Aunt Vi rubbed at the bridge of her nose, her face crinkling up. Really, she looked a lot like an older version of Aly - more like her than either of her parents, really, with her coppery hair (yet to sprout any gray, unlike Aly's father), her pretty, lightly-freckled face with her expressive lips usually on the verge of a sardonic smile, her hazel eyes a muted version of Aly's sparkling emerald. The biggest difference, really, was the three faint scars from some decade-old fight that had never quite faded. That could happen if you didn't have a good healer or a top-notch potion right after a serious injury. So, when Aunt Vi regarded Aly with those intense eyes, she knew well enough that her aunt was in deep thought and would not be sidetracked until she'd reached a conclusion.

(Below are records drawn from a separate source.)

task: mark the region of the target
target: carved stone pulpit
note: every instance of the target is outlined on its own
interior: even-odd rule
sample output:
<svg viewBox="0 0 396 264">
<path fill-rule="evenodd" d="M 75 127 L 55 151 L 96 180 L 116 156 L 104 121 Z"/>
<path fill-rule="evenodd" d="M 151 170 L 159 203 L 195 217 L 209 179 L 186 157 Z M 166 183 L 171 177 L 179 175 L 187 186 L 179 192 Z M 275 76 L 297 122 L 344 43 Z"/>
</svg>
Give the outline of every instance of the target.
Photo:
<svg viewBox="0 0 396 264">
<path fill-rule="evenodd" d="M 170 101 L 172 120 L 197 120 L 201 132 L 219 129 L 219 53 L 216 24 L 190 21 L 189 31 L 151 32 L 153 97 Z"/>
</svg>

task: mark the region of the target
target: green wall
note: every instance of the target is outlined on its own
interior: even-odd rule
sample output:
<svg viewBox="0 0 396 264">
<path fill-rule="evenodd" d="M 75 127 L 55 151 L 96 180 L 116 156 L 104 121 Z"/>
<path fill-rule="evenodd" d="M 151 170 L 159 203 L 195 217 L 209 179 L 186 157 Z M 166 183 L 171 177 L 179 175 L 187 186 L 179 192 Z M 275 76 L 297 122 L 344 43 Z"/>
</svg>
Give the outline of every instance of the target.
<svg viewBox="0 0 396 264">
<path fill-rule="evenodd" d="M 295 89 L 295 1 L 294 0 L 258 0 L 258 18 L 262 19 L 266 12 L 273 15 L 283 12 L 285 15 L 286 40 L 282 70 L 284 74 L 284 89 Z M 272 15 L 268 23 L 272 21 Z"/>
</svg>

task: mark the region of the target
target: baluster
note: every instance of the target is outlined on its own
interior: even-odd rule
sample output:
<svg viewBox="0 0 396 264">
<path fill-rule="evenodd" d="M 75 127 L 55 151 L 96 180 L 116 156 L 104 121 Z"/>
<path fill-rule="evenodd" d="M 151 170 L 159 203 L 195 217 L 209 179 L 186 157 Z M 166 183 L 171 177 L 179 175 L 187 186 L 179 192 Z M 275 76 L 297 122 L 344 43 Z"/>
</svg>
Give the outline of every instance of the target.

"Fine," she said softly, so softly that Aly wondered whether the comment was meant only for herself. Her eyes bored into Aly's. "Fine… we're not going to tell people your class, but we're not going to lie to them, either. We'll… we'll be vague. You've got your Class. You show promise as a fighter. And we'll train you with the bow and in taking contract jobs. That way, you can become one of those other classes that van Geistmann mentioned and nobody will ever have to know that you were… you know… that you were a ~Thief~."

"I'm sorry I disappointed you, Aunt Vi…" Aly held her hand out and, with only a bit of hesitation, Aunt Vi took it. Her hands were hard and cool, like she'd been sculpted from stone, but they warmed with Aly's touch.

"I'm not disappointed, niece. Not really. I'm just… look, I already suspected. If you really put your mind to thieving, you'd be good at it. Very good at it. So I can tell you're not a bad person from that alone. But it would be very bad for me if this got out - I've got a reputation and a lot to lose. I might lose my vice-chair position… people might not want me to take contracts… I'm not going to sell you out, but you have to promise me you'll be careful with this information…" for effect, she shook the assessment sheets in front of Aly's face. She glanced at them. She frowned. "Hmm… that's strange."

"What's strange?" Aly squeezed herself next to her aunt on the bench to get a look. "What?"

Aunt Vi pointed to an entry near the top of Aly's assessment sheet. "This. Under race, it says Human… with a little asterisk."

"What does that mean?"

She shook her head. "I haven't the faintest clue."